Australia must have enough electricity available when people need it, and at the lowest cost. We want to encourage the right amount of investment in the power system’s long-term capacity so the operator isn’t forced to intervene more than necessary because this increases costs for consumers.

Electricity supply must match consumer demand at all times for the power system to stay reliable and secure. To achieve this balance, the market was set up to pay generators for making electricity when customers need it.

There are two key features in today’s national electricity market (NEM) that are making it more challenging to deliver reliable supply – that is, to match demand and supply and reward participants appropriately for their contribution to this.

  1. As the power system changes, demand and supply are becoming more variable. This makes it harder to predict and then balance demand and supply at all times. This makes it hard for investors to pick the type of kit that will be profitable over the long term, and therefore increases the risk for people wanting to invest in the energy sector.
  2. In recent years, the link between financial reward and physical need - purposefully put there to help balance supply and demand - has been broken. This has resulted from mechanisms that reward some generators for their contribution to achieving environmental goals, and not for being available when customers or the power system needs the electricity they make.

Financial signals, like spot and contract prices, are key factors that guide investment in the types of generation that can meet the physical needs of consumers. For example, following the closure of a large power station, there will be sustained high spot prices, which are then reflected in high contract prices.
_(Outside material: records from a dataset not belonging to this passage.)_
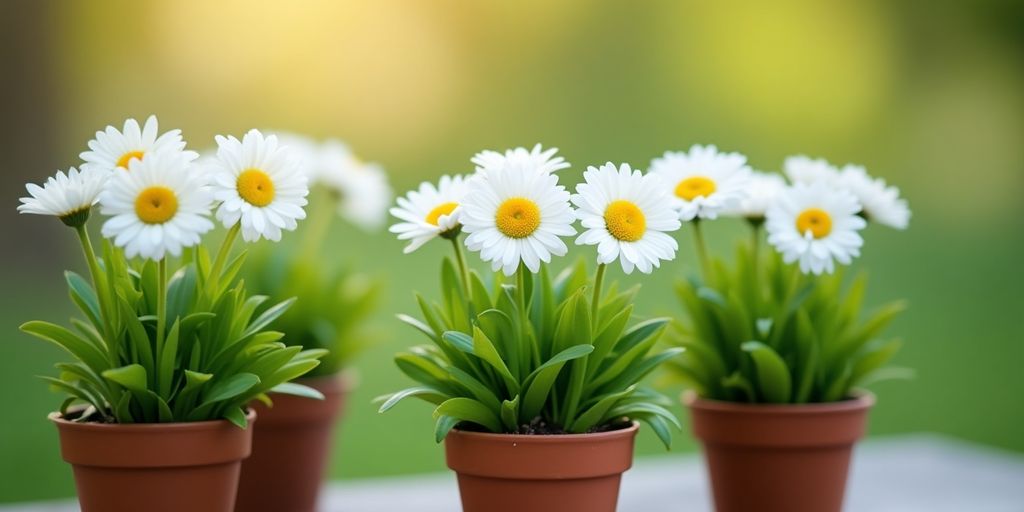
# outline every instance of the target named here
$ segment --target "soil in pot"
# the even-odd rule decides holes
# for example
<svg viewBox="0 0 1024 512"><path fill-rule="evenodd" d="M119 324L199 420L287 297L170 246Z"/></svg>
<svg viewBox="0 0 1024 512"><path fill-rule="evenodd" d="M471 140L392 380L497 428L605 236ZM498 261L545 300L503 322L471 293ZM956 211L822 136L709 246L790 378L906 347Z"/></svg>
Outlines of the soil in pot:
<svg viewBox="0 0 1024 512"><path fill-rule="evenodd" d="M300 379L323 400L273 394L274 406L254 403L260 421L253 453L242 465L238 512L312 512L331 453L331 434L347 393L343 375Z"/></svg>
<svg viewBox="0 0 1024 512"><path fill-rule="evenodd" d="M76 423L59 413L61 455L71 464L82 512L230 512L250 428L192 423Z"/></svg>
<svg viewBox="0 0 1024 512"><path fill-rule="evenodd" d="M445 438L464 512L614 512L638 426L594 434L454 429Z"/></svg>
<svg viewBox="0 0 1024 512"><path fill-rule="evenodd" d="M839 512L874 395L761 405L683 398L704 445L718 512Z"/></svg>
These high prices provide and financial incentive to build new generation or demand response capability that will fill the supply gap.

Find out more how spot and contract markets work together to keep the lights on and prices stable.

However, if a generator is being paid just for switching on, then there is no incentive for the seller to generate more or less electricity when customers and the power system need it - that is, when spot prices are high or low.

Without financial signals from the energy market guiding investment in the types of generation the power system needs to stay secure, and meet consumer demand this could lead to a future generation that is unable to deliver reliable supply. 

Find out more about what the AEMC has done to encourage the right amount of investment in the power system's long term capacity. 

The Commission is prioritising work to restore the link between financial incentives and physical need to provide reliable supply by providing incentives (i.e. new revenue opportunities or regulatory obligations) for generators to generate more or less electricity depending on when customers and the power system need it. 

Current AEMC projects

Current AEMC projects which are helping to link financial incentives with the physical needs of the system include:

  • Market making arrangements: a number of initiatives are already underway to increase contract market liquidity – in particular the ASX’s voluntary market making scheme and the market liquidity obligation which is part of the Retailer Reliability Obligation. To complement these, the AEMC has proposed additional monitoring and reporting processes in the market, including expanding the market monitoring role of the Australian Energy Regulator.
  • Short term forward market rule change: we are examining whether the introduction of a short term forward market would incrementally improve the alignment of financial incentives with the physical needs of the system.  By allowing the trading of electricity contracts closer to real time, the platform could give participants greater price certainty and more options to manage financial risks.

AEMC’s system security and reliability action plan

This is part of the AEMC’s broader system security and reliability action plan. We are developing market frameworks which allow continued take-up of new generating technologies while keeping the lights on at the least cost to consumers.